Question about GPT2LMHeadModel, GPT2ForSequenceClassification

Hi, I have some questions about GPT2 models of Huggingface.

  1. In order to generate a sentence autoregressively, should I use GPT2LMHeadModel, not GPT2Model? (maybe because there is no LM head on GPT2Model?)

  2. Does GPT2ForSequenceClassification also have LM head? or just classification at the end?
    if also has LM head? Can I also use GPT2ForSequenceClassification for generating a sentence?
    How GPT2ForSequenceClassification is pretrained? Were there 2 learning objective, one is LM loss
    and the other is classfication loss?

Thank for your answer in advance!

=> you should use GPT2LMHeadModel, since this adds the language modeling head on top of GPT2Model. To do language modeling, you need a language modeling head on top of the base model.
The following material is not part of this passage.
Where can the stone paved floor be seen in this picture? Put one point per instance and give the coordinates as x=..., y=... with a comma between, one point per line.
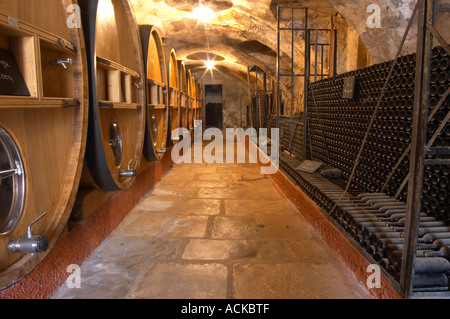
x=214, y=231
GPT2ForSequenceClassification doesn’t have a language modeling head. Instead, it just uses a classification head. It will use the last token in order to do the classification, as other causal models
(e.g. GPT-1) do.

So basically, let’s say you have the sentence “hello world”, and it gets tokenized (using GPT2Tokenizer) into [“he”, “llo”, “world”], then you first forward the tokens through the base model to get final hidden states for each of the tokens, and then you place your classifier head on top of the final hidden state of the last token (in this case, the token “world”). This final hidden state is a vector (for instance of size 768, assuming you’re using a GPT-2 base-sized model), and the classifier turns it into a vector of size 2 (assuming you have 2 labels).

No, for generating language you’ll have to use GPT2LMHeadModel.

GPT2 was pre-trained to predict the next token on a very large corpus of text. So basically GPT2LMHeadModel was used for pre-training the model. If you then want to use GPT-2 for sequence classification, you can throw away the language modeling head and place a (randomly initialized) sequence classifier head on top instead: that’s what GPT2ForSequenceClassification is doing.

Alternatively, you can treat sequence classification as a language modeling problem, by “prompting” the model (that’s how GPT-3 and friends also treat sequence classification nowadays). You can for instance train the model to generate the class after your prompt, like:

“classify: I really liked this movie”

=> and then GPT2LMHeadModel should generate “positive”.

@nielsr , Thank you very much for your detailed answer!

Now I know what to do. Since my model has to generate sentence and also sequence classification, I will use GPT2LMHeadModel by attaching classification head on top of a special token that I’m going to append after the last token of a sentence.